Letto fatto, ho comprato una simbolica bustina di semi (papaveri e fiordalisi). «Vai in garage a prendere la terra», mi ha detto il marito giardiniere dandomi una paletta. Così ho scoperto che nel nostro garage, insieme a 6 biciclette, una poltrona blu gemella di quelle del salotto, svariati lampadari dismessi e un paio di casette delle bambole c’è uno scaffale attrezzato con vasconi di ghiaia, argilla espansa, sabbia, terra. Che io non avevo mai visto! Ho tuffato la paletta e l’odore della Terra mi ha subito catturata (sue stuart-smith spiega scientificamente che quell’odore piace a tutti gli esseri umani) e ho fatto il mio primo micro atto di giardinaggio: seminare e mettermi in attesa. «Tra quanto fioriranno?», ho chiesto. «Se va bene germogliano fra due settimane», ha risposto lui ridendo.
Chissà se imparerò ad aspettare i tempi della natura e se il giardinaggio smetterà di farmi paura – temo di non saper dare l’attenzione totale e la mente sgombra che chiede – ma un paio di cose le ho capite. La profonda verità del messaggio di Sue Stuart-Smith: nel giardino si coltiva il proprio sé perché si fa esperienza di “essere causa” di qualcosa che sboccia.
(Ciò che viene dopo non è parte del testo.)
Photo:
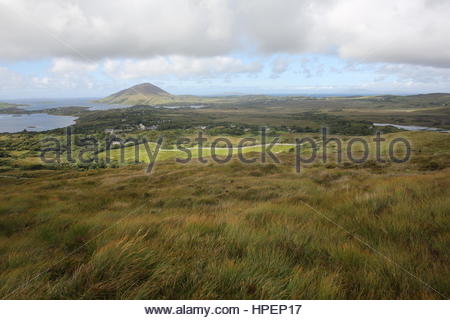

La seconda è che dovremmo iniziare anche noi, come gli inglesi, a usare d’abitudine il giardinaggio a mo’ di ‘cura’ della mente, un equivalente dell’andare in palestra per tenersi in forma.
Ah, ho capito un’altra cosa: che nessun luogo quanto il garage racconta il nostro stile di vita... Ma questa è un’altra storia, e ve la racconterò una prossima volta.